Die Gruppe Wolf Schweiz ist eine Hybridorganisation von Tier und Naturschutz. Für sie ist der Wolf keine rein biologische Frage, sondern eine kulturelle. Sie dreht sich genauso um Landwirtschaft, Ökologie und Ökonomie wie um Biologie, Rechtliches und Soziales.
Diese Themenvielfalt gefällt David Gerke. Seit 2022 ist er Geschäftsführer des Vereins, zuvor hat er ihn seit 2005 ehrenamtlich präsidiert. Man kann sagen: Gerke ist die Gruppe Wolf Schweiz, er hat ihre Aufgaben und Ziele seinen Interessen und Schwerpunkten angepasst.

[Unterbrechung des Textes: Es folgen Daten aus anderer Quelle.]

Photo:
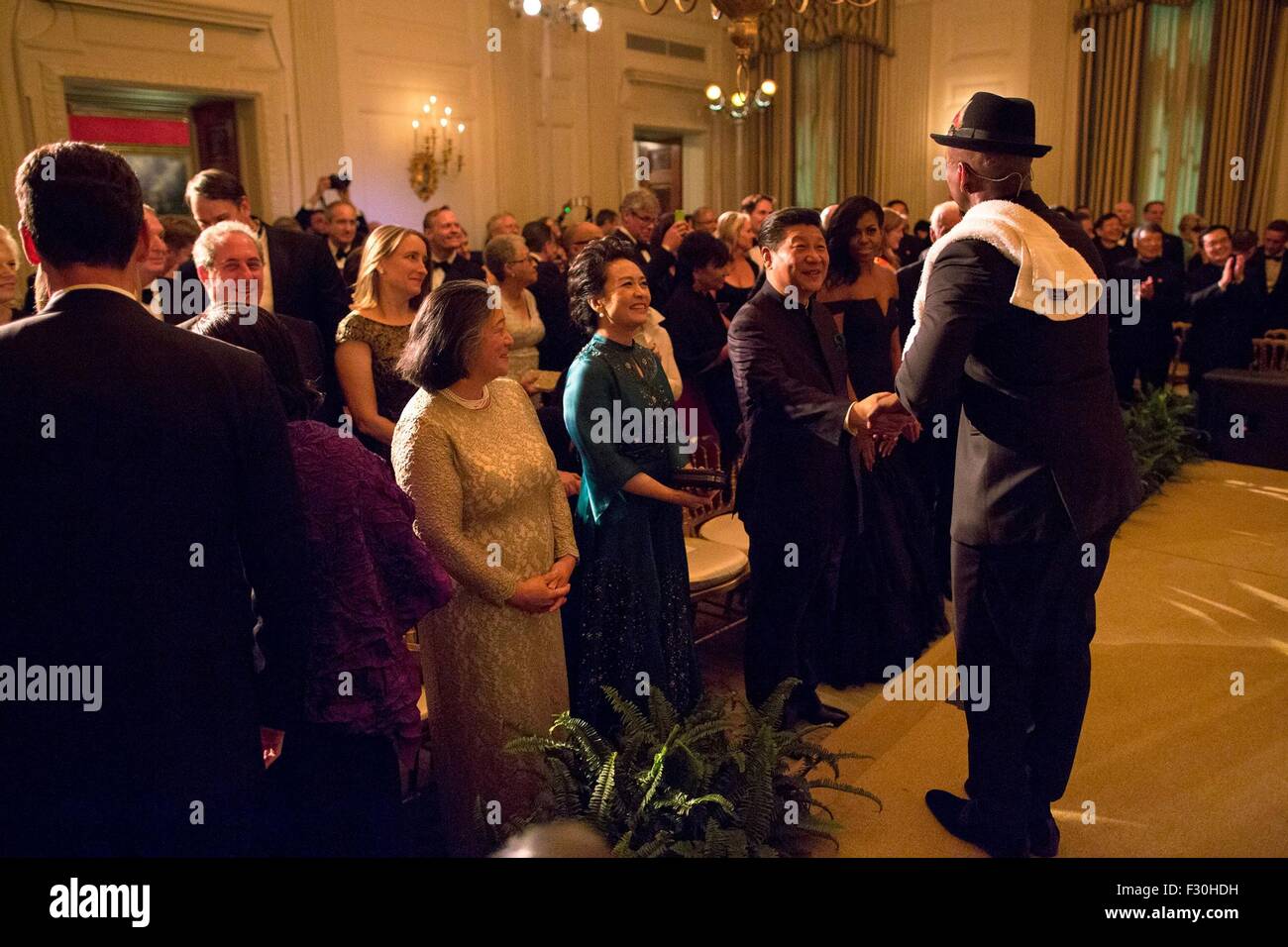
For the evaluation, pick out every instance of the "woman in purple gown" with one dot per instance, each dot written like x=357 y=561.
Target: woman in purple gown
x=335 y=789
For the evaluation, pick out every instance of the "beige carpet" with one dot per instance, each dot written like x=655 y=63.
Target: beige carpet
x=1172 y=763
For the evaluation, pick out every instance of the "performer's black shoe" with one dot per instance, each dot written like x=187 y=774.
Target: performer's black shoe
x=820 y=714
x=1043 y=836
x=961 y=817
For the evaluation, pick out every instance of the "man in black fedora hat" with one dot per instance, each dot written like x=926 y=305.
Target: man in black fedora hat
x=1043 y=474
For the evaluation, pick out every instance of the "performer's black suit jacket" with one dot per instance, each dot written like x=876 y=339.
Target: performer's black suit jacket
x=1041 y=444
x=789 y=367
x=161 y=440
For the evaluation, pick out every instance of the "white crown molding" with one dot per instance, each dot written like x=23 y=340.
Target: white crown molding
x=666 y=80
x=187 y=13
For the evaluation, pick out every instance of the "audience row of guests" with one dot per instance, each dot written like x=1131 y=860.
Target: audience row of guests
x=526 y=602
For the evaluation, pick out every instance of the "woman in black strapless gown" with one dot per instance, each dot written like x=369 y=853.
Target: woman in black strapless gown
x=889 y=603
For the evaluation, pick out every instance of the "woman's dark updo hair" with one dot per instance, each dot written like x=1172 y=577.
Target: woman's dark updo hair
x=698 y=250
x=446 y=334
x=589 y=274
x=262 y=333
x=841 y=227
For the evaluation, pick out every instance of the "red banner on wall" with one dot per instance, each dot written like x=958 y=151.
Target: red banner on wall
x=115 y=131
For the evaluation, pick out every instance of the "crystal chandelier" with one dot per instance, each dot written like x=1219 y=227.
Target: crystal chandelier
x=743 y=31
x=575 y=13
x=433 y=149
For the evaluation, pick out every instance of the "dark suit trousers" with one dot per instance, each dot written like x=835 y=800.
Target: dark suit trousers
x=1028 y=612
x=791 y=604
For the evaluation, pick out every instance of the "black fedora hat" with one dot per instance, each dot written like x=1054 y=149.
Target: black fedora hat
x=993 y=123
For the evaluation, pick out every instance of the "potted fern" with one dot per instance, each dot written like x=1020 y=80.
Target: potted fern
x=724 y=781
x=1162 y=436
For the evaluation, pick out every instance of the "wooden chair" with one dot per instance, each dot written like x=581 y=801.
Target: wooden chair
x=717 y=571
x=1270 y=354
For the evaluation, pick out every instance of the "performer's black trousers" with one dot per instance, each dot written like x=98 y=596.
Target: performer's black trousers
x=791 y=604
x=1028 y=612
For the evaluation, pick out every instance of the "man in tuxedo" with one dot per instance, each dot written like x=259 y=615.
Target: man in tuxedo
x=756 y=208
x=1043 y=474
x=299 y=275
x=446 y=258
x=799 y=489
x=228 y=263
x=1223 y=307
x=639 y=211
x=342 y=240
x=150 y=491
x=1265 y=273
x=505 y=222
x=1173 y=248
x=1141 y=342
x=1109 y=240
x=154 y=264
x=1126 y=214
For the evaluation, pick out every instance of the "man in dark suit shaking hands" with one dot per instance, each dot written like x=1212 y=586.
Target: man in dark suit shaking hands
x=150 y=487
x=799 y=491
x=1043 y=472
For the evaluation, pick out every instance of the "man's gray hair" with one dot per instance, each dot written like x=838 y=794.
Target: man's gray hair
x=333 y=205
x=1147 y=227
x=213 y=237
x=640 y=200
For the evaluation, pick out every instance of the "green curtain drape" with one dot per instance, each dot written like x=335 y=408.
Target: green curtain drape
x=772 y=137
x=1248 y=77
x=1108 y=101
x=818 y=142
x=1173 y=107
x=1176 y=78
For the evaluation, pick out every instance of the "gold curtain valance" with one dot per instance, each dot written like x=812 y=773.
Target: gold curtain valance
x=1099 y=8
x=824 y=24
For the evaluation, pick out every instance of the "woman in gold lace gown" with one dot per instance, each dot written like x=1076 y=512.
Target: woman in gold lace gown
x=471 y=453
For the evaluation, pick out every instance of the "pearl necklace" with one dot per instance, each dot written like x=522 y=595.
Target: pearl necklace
x=473 y=405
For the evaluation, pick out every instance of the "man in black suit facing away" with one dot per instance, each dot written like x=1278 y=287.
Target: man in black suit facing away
x=150 y=488
x=799 y=488
x=446 y=262
x=299 y=274
x=1043 y=476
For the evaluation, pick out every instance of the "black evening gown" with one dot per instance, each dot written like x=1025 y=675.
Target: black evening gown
x=889 y=603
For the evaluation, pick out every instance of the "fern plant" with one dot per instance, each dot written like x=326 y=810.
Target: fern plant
x=1162 y=437
x=724 y=781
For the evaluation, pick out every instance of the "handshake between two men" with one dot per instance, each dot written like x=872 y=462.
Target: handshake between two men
x=877 y=423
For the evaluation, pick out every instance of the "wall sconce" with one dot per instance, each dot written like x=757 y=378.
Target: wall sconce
x=433 y=149
x=574 y=13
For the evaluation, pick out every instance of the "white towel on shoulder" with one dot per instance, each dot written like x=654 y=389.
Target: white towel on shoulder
x=1054 y=279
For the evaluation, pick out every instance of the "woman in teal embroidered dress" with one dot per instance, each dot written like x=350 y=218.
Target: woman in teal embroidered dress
x=626 y=624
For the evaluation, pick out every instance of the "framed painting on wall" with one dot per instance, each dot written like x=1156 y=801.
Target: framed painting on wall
x=162 y=172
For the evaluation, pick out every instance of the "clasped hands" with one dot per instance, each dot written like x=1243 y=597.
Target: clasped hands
x=879 y=421
x=546 y=591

«Naturschutz ist für mich Prozessschutz», sagt Gerke, «wir sollten die Natur nicht konservieren, sondern machen lassen.» An der Rückkehr des Wolfes in die Schweiz mag er besonders, dass das Tier Prozesse in Gang bringt. Der Wolf schliesst Kreisläufe und stösst neue an – in der Natur, in der Gesellschaft, in den Köpfen.
BRIGITTE WENGER arbeitet als freischaffende Journalistin.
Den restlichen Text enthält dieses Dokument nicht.